パプワ小説『桜の樹の下には』

 そこでは、怖いぐらいに桜の花びらが舞っていた。士官学校の庭のとある場所である。
「さ、弁当食うぞー」
 ジャンが割り箸をぱきっと割った。
「よくこんな鬱陶しいところで物が食せますね」
 高松は呆れ顔だ。
 サービスは礼儀正しく、いただきます、と言ってから寮の食堂から支給された弁当に箸をつけた。
(マジック兄さんは桜の花が好きだ)
 マジック――サービスの兄。
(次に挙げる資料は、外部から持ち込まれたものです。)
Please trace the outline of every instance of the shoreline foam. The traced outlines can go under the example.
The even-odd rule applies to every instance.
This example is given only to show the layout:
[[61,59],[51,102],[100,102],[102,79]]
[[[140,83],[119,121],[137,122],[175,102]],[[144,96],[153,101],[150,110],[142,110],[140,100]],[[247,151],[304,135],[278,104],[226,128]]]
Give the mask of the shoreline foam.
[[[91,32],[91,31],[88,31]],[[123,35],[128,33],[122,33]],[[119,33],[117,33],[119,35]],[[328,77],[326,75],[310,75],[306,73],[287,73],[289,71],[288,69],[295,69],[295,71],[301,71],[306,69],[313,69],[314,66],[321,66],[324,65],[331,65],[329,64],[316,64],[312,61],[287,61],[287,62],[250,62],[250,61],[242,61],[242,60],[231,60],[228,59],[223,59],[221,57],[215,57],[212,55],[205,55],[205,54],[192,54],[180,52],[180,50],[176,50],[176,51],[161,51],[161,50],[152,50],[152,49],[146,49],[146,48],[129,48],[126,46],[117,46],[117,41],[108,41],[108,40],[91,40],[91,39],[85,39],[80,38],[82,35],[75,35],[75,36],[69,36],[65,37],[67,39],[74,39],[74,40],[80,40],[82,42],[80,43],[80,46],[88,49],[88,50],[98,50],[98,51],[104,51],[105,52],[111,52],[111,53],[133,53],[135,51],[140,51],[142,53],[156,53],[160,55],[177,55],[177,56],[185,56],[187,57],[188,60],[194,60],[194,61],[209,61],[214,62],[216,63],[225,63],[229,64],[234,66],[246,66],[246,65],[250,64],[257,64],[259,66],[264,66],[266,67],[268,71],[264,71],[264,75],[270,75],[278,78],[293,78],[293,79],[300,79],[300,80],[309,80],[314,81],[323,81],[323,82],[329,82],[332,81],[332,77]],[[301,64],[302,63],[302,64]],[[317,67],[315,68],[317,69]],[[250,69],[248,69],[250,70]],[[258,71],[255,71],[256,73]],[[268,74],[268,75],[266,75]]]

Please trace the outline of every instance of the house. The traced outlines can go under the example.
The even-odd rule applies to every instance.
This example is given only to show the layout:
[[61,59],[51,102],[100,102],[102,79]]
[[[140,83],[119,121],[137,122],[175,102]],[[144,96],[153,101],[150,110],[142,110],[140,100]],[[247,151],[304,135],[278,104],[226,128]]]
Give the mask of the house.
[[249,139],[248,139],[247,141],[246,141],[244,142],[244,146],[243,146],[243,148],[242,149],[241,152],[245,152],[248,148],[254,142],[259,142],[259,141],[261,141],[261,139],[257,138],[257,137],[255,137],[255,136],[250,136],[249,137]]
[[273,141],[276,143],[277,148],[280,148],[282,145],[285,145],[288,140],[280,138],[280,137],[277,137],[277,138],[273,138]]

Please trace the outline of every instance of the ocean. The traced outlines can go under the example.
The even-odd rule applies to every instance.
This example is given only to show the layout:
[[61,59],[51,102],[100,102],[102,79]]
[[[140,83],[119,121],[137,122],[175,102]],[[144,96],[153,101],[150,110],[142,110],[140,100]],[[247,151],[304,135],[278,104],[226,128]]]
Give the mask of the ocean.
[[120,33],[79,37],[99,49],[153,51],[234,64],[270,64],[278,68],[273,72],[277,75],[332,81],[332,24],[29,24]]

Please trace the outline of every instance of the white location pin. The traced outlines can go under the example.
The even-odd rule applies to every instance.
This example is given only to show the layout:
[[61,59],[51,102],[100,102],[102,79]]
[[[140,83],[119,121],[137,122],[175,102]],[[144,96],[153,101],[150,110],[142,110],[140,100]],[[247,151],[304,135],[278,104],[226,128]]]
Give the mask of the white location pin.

日本びいきなガンマ団の長。
「桜の樹の下には屍体が埋まっている――」
 高松が歌うように言った。
「梶井基次郎だな」と、サービス。
「え? 坂口安吾じゃないの?」
「あれは『桜の森の満開の下』です。どちらも桜の魔性を描いていますがね、ジャン」
 高松がはんなりと笑った。
「だから、私は桜が好きなのですよ。妖しい魅力に惹かれるから」
「ふぅん……俺にはわからん趣味だな」
 夏の太陽のように明るいジャンには、確かに陰の魅力は理解できないであろう。だが、サービスには高松のいうことが少し理解できた。そして、その魅力に反発を感ずる。
 この時期は――嫌だな。
 訳もなくそう思った。
 桜の魅力がわかる者は、反発するか魅せられるか――高松とサービスは違うようでいて同じだった。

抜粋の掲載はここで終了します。